Тамбурини вошел, быстро и тяжеловесно ступая, как много лет тому назад. Он был все тем же плотным, крепким чиновником и дельцом в священнической одежде. Живые, умные глаза по-прежнему сверкали из-под тяжелых век на топорном лице. Ни один мускул его мощных челюстей не ослабел, он сохранил все зубы, а прядь волос, делившая его низкий лоб, была совершенно черная. Но под его кожей струилось еще больше желчи.
Будущий князь церкви стоял, упираясь в землю, точно перед фронтом миллионов, в наводящей робость позе портье. За ним остановился Рущук. Герцогиня пригласила их сесть. Тамбурини сказал:
— Герцогиня, я прихожу как старый друг. Вы всегда были доброй дочерью святой церкви. Я не могу забыть этого только потому, что в последние годы вы впадали в заблуждения.
— Вы слишком добры, монсеньер, — сказала герцогиня.
— Ваши заблуждения тяжки, я признаю это, и возбудили много соблазна. Но полной исповедью и искренним раскаянием вы дадите мне возможность отпустить вам все грехи. И потом у вас есть еще другое, очень действительное средство исправить все.
Он откашлялся. Герцогиня вопросительно посмотрела на него, потом на его спутника.

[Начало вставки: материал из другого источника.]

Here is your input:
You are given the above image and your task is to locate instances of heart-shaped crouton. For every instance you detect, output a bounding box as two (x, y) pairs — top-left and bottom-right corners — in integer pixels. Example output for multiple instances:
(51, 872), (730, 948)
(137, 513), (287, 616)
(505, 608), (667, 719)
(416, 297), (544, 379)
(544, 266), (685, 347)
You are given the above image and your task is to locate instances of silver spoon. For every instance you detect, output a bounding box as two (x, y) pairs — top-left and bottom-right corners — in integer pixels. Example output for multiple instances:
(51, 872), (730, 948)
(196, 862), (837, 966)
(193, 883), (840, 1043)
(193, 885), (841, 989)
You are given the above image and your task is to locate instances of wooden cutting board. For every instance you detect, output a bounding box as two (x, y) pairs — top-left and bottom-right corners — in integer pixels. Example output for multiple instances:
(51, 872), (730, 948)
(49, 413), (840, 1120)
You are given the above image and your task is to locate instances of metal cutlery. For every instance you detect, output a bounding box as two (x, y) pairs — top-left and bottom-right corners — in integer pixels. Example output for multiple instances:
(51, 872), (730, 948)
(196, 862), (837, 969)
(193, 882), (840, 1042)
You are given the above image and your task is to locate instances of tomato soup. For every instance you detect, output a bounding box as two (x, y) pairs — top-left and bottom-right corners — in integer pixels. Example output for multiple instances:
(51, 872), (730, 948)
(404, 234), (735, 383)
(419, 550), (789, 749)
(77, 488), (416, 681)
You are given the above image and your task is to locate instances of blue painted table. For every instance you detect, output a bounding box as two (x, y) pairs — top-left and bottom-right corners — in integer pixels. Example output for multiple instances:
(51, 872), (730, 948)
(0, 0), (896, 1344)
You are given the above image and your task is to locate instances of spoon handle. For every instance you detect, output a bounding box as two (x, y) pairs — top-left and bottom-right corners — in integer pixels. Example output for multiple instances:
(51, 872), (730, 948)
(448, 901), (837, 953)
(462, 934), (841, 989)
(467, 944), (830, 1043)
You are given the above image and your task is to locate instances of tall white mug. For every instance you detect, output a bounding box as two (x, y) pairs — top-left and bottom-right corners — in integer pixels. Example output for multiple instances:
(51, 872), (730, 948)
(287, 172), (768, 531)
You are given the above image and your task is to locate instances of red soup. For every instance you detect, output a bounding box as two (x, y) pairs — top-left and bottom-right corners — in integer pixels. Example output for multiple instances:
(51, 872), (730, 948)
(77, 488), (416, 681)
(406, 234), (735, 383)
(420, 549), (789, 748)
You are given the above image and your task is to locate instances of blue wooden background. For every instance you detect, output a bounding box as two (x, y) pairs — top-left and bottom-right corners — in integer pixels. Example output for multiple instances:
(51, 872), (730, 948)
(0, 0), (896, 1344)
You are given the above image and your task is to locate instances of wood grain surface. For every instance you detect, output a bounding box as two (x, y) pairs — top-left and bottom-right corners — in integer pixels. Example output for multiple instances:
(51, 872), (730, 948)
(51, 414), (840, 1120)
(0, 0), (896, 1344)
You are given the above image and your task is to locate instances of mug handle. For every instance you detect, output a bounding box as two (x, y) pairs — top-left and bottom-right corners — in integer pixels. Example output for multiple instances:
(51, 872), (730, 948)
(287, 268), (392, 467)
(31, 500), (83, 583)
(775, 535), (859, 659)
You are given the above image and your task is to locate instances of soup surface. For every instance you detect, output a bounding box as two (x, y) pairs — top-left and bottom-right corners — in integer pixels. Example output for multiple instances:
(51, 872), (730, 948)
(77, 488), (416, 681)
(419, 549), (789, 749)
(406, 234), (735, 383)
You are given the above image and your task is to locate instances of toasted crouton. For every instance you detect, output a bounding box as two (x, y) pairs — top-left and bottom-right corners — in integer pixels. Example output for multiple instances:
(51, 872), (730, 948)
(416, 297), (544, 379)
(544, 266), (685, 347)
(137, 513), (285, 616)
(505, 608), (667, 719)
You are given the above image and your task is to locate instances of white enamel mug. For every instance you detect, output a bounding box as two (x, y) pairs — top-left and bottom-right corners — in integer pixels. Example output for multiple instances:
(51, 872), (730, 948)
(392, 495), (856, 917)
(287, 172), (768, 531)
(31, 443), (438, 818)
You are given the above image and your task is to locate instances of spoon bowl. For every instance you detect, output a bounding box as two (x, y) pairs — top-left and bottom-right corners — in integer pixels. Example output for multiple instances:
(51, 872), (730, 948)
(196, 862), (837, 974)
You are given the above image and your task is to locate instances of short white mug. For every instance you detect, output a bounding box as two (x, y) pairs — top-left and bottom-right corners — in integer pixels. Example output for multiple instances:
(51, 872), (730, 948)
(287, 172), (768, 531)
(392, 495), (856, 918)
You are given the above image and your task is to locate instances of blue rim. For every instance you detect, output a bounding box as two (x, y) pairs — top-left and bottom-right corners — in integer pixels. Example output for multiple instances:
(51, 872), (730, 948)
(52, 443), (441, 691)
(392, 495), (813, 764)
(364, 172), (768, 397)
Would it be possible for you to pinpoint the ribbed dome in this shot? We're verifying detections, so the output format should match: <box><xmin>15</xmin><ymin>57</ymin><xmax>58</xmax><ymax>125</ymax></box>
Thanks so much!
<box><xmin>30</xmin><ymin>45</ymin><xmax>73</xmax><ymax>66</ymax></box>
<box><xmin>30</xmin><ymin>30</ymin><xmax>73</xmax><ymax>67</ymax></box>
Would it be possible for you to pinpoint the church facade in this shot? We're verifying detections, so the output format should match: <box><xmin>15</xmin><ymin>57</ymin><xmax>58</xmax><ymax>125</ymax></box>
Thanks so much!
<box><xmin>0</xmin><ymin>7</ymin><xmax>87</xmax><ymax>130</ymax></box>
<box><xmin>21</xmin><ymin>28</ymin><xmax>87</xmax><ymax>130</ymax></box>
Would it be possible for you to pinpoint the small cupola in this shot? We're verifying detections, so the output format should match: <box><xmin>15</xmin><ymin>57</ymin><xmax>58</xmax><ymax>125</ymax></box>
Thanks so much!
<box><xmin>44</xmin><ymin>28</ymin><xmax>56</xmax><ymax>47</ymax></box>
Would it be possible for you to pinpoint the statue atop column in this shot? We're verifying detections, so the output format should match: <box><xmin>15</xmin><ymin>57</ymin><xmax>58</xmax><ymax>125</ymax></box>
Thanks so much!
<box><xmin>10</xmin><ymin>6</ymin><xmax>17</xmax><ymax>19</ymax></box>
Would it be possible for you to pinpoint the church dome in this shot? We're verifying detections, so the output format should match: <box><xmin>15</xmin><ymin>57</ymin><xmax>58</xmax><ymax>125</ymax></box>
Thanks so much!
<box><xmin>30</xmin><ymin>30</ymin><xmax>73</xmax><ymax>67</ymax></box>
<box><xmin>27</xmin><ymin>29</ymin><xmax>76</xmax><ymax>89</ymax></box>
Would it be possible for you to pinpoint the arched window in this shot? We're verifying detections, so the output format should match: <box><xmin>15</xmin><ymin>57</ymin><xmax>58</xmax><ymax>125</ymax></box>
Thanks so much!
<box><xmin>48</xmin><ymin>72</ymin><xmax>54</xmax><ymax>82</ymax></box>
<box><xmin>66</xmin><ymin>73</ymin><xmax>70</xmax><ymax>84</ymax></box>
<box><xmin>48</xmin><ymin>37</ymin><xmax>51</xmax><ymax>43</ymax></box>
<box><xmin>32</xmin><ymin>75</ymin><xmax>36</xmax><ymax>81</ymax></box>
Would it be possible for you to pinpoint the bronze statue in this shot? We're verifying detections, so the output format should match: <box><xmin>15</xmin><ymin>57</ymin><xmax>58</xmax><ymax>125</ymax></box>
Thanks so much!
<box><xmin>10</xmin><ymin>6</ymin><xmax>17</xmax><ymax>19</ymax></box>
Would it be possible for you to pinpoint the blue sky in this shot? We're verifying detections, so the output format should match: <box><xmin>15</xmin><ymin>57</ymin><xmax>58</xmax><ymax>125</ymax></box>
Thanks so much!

— Из-за этого-то мы и пришли, — сказал Рущук.
Он поглядывал на нее мутными глазами, содрогаясь от ужаса и желания. Вот она лежит и умирает, все еще прекрасная и юная, так как ведь она герцогиня — а он не обладал ею! Он еще раз пролепетал:
— Из-за этого мы и пришли.
Она поняла.
— Ах, деньги! Вы хотите денег?
— Господин фон Зибелинд, — пояснил Тамбурини, — по моей настоятельной просьбе сообщил мне, в каком состоянии он застал вас, милая дочь. Он сказал нам, что вы ясно сознаете свое положение и переносите его по-христиански. Мы не сочли себя в праве терять время, тем более, что почтенный представитель ваших мирских интересов, наш друг господин фон Рущук, дал нам знать, что вы до сих пор не сделали никаких распоряжений.
И он бросил взгляд финансисту.
— Герцогиня, — пролепетал Рущук, багровея, — вы знаете сами, что я хорошо управлял вашим имуществом… Возможно, что я извлек из этого пользу для себя, я не отрицаю. Но несомненно, что никто другой, даже самый непокладистый герой добродетели, не мог бы доставить вам таких сумм, как я!
— Потому что никто не обладает такой ловкостью, — пояснил Тамбурини.
— Поэтому, — продолжал Рущук, — ваша светлость, поверите мне, если я скажу вам: самое лучшее будет, если вы завещаете все церкви. Мне это безразлично, но я советую вам сделать это.
— Церкви? — изумленно сказала она. — Ну, да, почему бы и не церкви?
— Уже ради вечного спасения, — сказал финансист. — И еще из других соображений.
— Будущая жизнь, дочь моя, крайне важная вещь! — громогласно возвестил викарий.
— С меня довольно было и настоящей, — просто сказала герцогиня. — И я относилась к ней серьезно.
— Мы, христиане, придаем значение только вечности, — с убеждением заявил Рущук. — Эта жизнь исполняет слишком мало наших желаний.
И его неутоленное желание мутно вспыхнуло в его взоре.
— Вы, христиане, так мало умеете использовать этот короткий промежуток времени, — сказала герцогиня, и ее замечание глубоко удивило ее, — и вы берете на себя смелость заполнить своей особой вечность.
— В этой философии вы горько раскаетесь, милая дочь! — грозно вскричал викарий. — Вместо того, чтобы ухудшать свое дело дешевым кощунством, сделайте лучше, как вам советуют, завещание в пользу святой церкви. Тогда у вас будет что привести в свое оправдание. Вам это понадобится в ближайший же момент — в том месте, куда вы идете.
— Там — я знаю, чем я похвалюсь там. Я скажу, что велела своему егерю вывести вас, монсеньер. И кто знает, может быть, я и в самом деле сделаю это.